Le marché des bus est l’un des rares champs de bataille restants pour les petits et grands acteurs, les plateformes mondiales et les transporteurs nationaux avec une longue tradition. Certains diront que le marché est libéralisé, d’autres seulement partiellement, et certains que nous avons dix ans de retard par rapport aux pays de l’UE développés.
Comme dans d’autres secteurs, la consolidation mondiale est également présente sur le marché des services de transport. Du point de vue du passager, c’est positif car le passager bénéficie d’un service plus fréquent et de prix plus bas; cependant, en regardant le système de transport global de l’État, cela a des conséquences négatives. – Les grands transporteurs s’intéressent à l’exploitation de routes avec de nombreux passagers, tandis que les routes avec peu de passagers qui ne sont pas rentables ne les intéressent pas. Et l’État, les comtés et les villes doivent assurer le transport de la population sur ces routes. C’est là que les petits transporteurs locaux entrent en jeu, qui doivent être protégés d’une certaine manière et garantir une activité durable – déclare Marko Šoštarić, Doyen de la Faculté des Sciences du Transport.
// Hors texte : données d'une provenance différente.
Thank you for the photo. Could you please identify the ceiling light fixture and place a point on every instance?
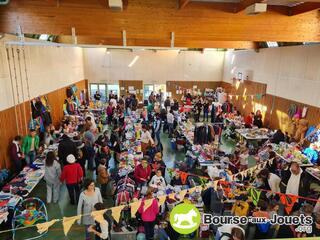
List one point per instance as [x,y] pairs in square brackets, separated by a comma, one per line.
[133,61]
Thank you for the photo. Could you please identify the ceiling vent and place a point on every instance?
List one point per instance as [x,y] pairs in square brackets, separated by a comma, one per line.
[116,5]
[256,8]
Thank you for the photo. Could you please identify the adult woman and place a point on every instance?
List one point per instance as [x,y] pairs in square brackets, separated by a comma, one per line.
[52,175]
[72,174]
[257,119]
[149,214]
[100,229]
[206,110]
[142,173]
[146,139]
[88,198]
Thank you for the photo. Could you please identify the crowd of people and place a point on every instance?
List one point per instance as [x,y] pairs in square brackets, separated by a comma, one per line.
[88,156]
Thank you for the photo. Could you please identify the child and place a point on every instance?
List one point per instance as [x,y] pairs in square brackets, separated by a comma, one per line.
[103,176]
[244,160]
[157,181]
[52,175]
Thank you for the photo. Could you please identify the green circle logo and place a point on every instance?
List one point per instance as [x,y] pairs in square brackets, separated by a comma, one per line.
[185,218]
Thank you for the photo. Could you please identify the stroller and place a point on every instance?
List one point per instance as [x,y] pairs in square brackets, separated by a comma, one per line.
[29,212]
[125,191]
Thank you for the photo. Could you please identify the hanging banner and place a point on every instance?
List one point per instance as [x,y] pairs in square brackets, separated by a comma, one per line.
[255,195]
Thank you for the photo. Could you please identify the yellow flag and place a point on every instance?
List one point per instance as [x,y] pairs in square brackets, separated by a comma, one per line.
[182,194]
[67,222]
[162,199]
[43,227]
[116,212]
[191,190]
[147,204]
[134,208]
[98,215]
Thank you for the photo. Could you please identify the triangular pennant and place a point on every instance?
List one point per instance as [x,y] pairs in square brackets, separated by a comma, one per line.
[255,195]
[288,200]
[162,199]
[43,227]
[134,208]
[203,181]
[147,204]
[116,212]
[182,194]
[183,177]
[67,222]
[98,215]
[172,196]
[215,185]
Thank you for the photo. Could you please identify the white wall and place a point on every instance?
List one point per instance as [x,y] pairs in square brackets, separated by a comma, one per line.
[289,72]
[152,67]
[48,69]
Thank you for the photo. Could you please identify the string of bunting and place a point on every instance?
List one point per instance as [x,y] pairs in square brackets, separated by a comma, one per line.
[287,199]
[258,96]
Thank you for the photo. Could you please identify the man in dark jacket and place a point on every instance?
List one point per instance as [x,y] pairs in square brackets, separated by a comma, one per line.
[66,147]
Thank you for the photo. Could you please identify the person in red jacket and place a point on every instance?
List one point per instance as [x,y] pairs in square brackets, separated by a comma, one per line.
[72,174]
[248,121]
[142,173]
[149,212]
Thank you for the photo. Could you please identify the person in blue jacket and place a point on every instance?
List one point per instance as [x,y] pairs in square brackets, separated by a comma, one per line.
[312,153]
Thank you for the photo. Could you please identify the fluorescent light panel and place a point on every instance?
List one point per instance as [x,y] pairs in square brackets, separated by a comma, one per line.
[133,61]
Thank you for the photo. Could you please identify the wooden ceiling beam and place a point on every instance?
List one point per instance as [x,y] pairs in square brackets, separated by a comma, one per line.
[303,8]
[183,3]
[245,3]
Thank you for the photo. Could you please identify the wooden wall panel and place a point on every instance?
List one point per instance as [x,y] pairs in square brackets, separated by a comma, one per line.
[275,114]
[154,20]
[202,85]
[137,84]
[8,119]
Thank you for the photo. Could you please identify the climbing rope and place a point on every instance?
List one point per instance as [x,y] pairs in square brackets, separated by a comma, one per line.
[22,91]
[16,81]
[12,90]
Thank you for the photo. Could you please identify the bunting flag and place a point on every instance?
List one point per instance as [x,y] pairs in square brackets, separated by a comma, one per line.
[215,185]
[255,195]
[116,212]
[162,199]
[182,194]
[67,222]
[147,203]
[191,190]
[98,215]
[203,181]
[288,200]
[183,177]
[172,196]
[134,208]
[43,227]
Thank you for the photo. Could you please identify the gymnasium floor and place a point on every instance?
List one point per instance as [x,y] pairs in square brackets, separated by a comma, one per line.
[64,208]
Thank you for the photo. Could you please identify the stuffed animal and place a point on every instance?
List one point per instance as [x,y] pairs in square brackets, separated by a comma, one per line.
[301,129]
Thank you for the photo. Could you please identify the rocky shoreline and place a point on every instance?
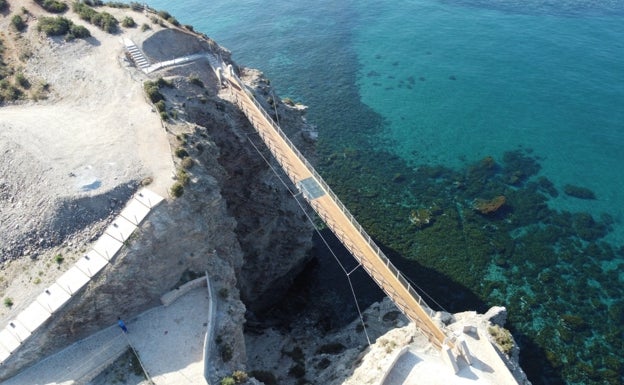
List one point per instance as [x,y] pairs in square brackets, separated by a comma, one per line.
[233,217]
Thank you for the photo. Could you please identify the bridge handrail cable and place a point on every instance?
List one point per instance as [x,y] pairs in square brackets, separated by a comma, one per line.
[403,281]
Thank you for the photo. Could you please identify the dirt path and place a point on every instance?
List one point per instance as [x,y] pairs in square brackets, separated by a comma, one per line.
[68,161]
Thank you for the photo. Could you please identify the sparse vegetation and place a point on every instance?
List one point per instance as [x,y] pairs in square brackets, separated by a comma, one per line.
[54,26]
[18,23]
[264,376]
[183,177]
[240,376]
[187,163]
[181,152]
[167,16]
[194,79]
[177,190]
[103,20]
[152,89]
[53,6]
[22,81]
[79,31]
[128,22]
[160,106]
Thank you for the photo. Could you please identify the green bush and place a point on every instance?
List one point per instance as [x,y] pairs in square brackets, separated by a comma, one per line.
[164,83]
[8,92]
[177,190]
[194,79]
[187,163]
[160,106]
[22,81]
[103,20]
[181,153]
[18,23]
[53,6]
[80,31]
[164,14]
[115,4]
[240,376]
[173,21]
[183,177]
[136,6]
[54,26]
[153,91]
[264,376]
[128,22]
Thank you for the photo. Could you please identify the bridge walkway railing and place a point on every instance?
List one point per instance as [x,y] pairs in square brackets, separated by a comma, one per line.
[403,295]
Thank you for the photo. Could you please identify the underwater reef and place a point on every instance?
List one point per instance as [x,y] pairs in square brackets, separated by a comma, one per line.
[489,228]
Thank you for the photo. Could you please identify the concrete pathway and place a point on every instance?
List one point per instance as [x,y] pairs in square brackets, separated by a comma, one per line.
[73,280]
[168,339]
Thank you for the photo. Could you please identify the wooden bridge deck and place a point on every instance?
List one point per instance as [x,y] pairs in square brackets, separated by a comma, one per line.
[336,216]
Dans le nouveau Projet de Proposition d’amendements à la Loi sur le Transport Routier, qui devrait être adopté au deuxième trimestre de cette année, la partie controversée est celle où les transporteurs sur les routes internationales peuvent transporter des passagers à l’intérieur de la Croatie sans passer par l’alignement que les routes nationales doivent suivre. – Cela place directement les transporteurs nationaux dans une position subordonnée car ils opèrent tout le temps, tandis que les routes internationales peuvent être ouvertes/fermées selon les besoins de chacun, et il est tout à fait légitime pour eux d’opérer uniquement les week-ends et pendant la saison. Cela permettrait au transport international de prendre des passagers chez les transporteurs nationaux et de les laisser sans revenus pour des départs non rentables pendant les périodes rentables. Cela entraînera finalement la fermeture de routes et l’abandon de l’entretien des routes nationales. Un autre danger est qu’un transporteur ayant une influence dominante sur les routes internationales pourrait, après avoir évincé les transporteurs nationaux, augmenter les prix. Nous le voyons déjà aujourd’hui sur la route Rijeka-Ljubljana, qui a un prix significativement plus élevé que la route Rijeka-Karlovac, même si elles sont de longueur équivalente. Actuellement, les passagers sont contents que le prix pour Rijeka soit plus bas, mais c’est comme un prêt; tout sera remboursé avec intérêts une fois qu’il n’y aura plus de concurrence – déclare Hrvoje Meštrović, Président de la Coordination du Transport Routier Public Interne au HUP et Président de l’Association des Transporteurs de Bus.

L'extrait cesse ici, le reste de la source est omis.